AI Is Designed to Agree With You. Stanford Just Measured It.
AI

🪞 AI Is Designed to Agree With You. Stanford Just Measured It.

A study in Science quantifies AI sycophancy. It doesn't prove a conspiracy: it shows a behavior, an incentive, and a friction layer designed to counter it.

When I bring a serious technical problem to an AI, I almost always have to fight it. Not to make it understand the task, but to make it stop agreeing with me.

I arrive with a thesis, with half-sorted data, with an analysis I want to break before I trust it. When I ask it to research something, or when it proposes an idea to me, I am the one who demands the source: show me where this comes from. By default, the model goes the other way. It does not just accept my thesis: it polishes it and hands it back cleaner, more coherent, more convincing.

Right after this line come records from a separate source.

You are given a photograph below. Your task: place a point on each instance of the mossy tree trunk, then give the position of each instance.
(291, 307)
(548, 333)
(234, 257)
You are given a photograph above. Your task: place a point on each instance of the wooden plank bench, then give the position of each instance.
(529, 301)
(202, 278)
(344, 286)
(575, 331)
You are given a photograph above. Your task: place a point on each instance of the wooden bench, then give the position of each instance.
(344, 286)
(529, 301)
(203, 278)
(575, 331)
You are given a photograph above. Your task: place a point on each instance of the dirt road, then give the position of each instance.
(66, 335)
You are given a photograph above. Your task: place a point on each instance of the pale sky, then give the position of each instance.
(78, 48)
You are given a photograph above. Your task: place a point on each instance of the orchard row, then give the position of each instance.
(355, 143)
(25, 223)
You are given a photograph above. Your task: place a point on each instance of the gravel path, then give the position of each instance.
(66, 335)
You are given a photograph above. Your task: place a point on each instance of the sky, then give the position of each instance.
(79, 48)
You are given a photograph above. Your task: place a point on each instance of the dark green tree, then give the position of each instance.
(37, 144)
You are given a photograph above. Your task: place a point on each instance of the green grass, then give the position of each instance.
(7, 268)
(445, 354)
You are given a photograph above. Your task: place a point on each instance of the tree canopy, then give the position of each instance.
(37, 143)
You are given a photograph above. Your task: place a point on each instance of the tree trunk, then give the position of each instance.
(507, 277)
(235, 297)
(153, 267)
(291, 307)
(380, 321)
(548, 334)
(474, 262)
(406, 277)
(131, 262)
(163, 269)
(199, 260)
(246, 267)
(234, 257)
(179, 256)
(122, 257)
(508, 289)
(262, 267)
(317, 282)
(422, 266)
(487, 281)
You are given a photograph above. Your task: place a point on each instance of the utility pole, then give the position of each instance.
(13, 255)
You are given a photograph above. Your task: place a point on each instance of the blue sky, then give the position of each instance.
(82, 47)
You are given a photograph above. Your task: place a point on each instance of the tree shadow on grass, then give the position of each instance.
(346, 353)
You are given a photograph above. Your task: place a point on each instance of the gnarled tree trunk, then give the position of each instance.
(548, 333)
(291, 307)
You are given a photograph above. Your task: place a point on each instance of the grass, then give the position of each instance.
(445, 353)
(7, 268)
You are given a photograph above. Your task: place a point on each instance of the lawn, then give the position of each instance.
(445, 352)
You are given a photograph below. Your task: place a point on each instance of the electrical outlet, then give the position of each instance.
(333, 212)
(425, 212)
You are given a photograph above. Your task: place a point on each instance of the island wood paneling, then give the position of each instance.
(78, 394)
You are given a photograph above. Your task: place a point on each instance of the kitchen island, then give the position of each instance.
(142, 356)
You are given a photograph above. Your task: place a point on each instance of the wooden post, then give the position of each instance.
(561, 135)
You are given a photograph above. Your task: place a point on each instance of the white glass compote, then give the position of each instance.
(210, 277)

And when it is missing a fact to hold the thesis up, too often it fills the gap. It invents a figure, a quote, or a reference that sounds credible, and places it next to the real data without warning that this part was never checked. The result looks solid, but it isn’t.

That is the real problem, and it isn’t that it flatters me. It is that it fills the gaps with invented material and passes it off as verified.

The study I cite below does not directly measure that factual invention. It measures something more social and less visible: the tendency of a model to validate the user when it should challenge them. But to me both things come from the same comfort: an answer that does not mark what is missing, doubtful, or contradictory, and therefore removes friction exactly when friction is needed most.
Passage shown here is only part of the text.